Tissues:
The following tissues were removed from xx freshly killed adult Atlantic halibut (both males and females) reared at St. Andrews Biological Station:
- Gill
- Liver
- Skin
- Ovary
- Intestine
- Testis
- Head kidney
- Spleen
The tissues were placed in RNALater (Ambion) and placed at -20 °C overnight. Tissues were then frozen at -80 °C until used.
mRNA was isolated from 1g of pooled tissue using the Fast Track 2.0 mRNA Isolation Kit (Invitrogen ).
Larval samples:
Larvae were sampled at Scotian Halibut Ltd. and placed in RNALater at -20 °C overnight. The following stages were used:
- Hatch
- Mouth-opening
- Midway to metamorphosis
- Pre-metamorphosis
- Post-metamorphosis
Total RNA was isolated from 5-20 individual larvae (depending on the stage) using Trizol.
cDNA synthesis:
cDNA was synthesized from either mRNA (0.25-0.5 µg) or total RNA (1-2 µg) using the SMART protocol (Clontech)
Normalization:
cDNAs were normalized using the Trimmer Direct kit (Evrogen)
Cloning:
Normalized cDNAs were digested with SfiI, size fractionated to remove products under 500 bp, and directionally cloned into the SfiI site of pDNR-Lib (Clontech).
Transformation:
Ligated DNA was transformed into ElectroMAX DH10B T1 Phage-resistant E. coli by electroporation and plated on LB plates containing 30 µg/ml chloramphenicol. 96 colonies were randomly screened by PCR for insert size and recombination efficiency.
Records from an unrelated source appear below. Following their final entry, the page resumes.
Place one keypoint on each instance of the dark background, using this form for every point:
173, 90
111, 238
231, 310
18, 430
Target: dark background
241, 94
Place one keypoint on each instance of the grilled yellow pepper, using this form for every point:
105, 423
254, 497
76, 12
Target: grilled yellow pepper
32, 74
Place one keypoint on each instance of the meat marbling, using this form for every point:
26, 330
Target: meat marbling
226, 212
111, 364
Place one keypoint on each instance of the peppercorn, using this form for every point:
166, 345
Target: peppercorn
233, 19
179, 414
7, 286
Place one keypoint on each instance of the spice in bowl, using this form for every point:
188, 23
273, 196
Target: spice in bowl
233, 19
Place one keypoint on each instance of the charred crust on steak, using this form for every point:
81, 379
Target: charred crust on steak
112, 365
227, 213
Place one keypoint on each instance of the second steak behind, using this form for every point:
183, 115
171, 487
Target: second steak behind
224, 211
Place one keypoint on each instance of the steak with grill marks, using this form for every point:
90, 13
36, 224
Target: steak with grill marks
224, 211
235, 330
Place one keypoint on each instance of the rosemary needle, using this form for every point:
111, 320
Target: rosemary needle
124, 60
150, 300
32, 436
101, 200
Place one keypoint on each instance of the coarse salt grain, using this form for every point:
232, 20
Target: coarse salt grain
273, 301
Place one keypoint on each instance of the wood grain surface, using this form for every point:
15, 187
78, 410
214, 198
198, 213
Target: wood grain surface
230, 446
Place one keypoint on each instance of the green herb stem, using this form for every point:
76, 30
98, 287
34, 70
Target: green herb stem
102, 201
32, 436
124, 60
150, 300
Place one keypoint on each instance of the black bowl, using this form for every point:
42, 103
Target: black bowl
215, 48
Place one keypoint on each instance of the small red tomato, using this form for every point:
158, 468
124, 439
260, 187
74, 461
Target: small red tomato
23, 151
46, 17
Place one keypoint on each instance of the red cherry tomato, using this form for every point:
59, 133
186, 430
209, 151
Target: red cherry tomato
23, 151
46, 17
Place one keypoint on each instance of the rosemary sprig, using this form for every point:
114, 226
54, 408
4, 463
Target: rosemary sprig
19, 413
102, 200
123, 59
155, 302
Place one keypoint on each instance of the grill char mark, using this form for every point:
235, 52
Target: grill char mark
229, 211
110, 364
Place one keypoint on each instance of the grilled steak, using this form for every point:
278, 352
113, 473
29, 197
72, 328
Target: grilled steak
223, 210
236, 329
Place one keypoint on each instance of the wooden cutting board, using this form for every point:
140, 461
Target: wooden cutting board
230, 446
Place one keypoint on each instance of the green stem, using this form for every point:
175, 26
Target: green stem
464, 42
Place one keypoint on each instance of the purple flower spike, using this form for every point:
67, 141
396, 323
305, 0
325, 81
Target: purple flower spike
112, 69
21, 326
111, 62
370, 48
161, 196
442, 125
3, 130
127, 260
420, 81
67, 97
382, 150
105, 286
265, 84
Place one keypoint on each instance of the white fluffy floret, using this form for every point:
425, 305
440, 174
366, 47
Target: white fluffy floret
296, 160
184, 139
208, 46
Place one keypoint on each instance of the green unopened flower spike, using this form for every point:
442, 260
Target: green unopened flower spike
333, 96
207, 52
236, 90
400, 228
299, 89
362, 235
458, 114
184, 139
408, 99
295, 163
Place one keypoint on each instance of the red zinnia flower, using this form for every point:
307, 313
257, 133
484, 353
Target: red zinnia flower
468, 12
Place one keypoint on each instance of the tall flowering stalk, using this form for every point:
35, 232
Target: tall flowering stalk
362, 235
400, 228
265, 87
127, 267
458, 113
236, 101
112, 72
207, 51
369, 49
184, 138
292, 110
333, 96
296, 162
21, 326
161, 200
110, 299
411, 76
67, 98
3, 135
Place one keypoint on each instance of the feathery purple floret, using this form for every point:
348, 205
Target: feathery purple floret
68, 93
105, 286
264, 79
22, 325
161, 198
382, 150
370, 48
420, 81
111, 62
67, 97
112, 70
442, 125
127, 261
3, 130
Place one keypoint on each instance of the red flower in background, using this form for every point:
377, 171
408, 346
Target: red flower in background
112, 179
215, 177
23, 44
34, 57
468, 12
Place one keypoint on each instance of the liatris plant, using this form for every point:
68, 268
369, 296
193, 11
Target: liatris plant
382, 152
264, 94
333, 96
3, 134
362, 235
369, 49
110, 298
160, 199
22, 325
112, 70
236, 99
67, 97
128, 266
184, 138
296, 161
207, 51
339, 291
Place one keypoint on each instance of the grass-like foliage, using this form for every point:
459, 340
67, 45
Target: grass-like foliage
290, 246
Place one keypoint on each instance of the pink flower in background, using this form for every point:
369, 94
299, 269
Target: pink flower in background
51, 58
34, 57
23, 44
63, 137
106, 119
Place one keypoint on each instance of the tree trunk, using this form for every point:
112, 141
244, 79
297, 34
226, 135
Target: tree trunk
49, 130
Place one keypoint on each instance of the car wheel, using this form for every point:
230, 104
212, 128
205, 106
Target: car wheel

Libraries with greater than 95% recombination efficiency were amplified using the semi-solid amplification method (refer to Stratagene's "pBLUESCRIPT II XR cDNA Library Construction Kit Instruction Manual - pg 27-28; Gibco BRL's "Guide to Bacterial Transformations with Chemically and Electrotransformable Competent Cells" - pg 20) and stored at -80 °C in 2X LB/12.5% glycerol.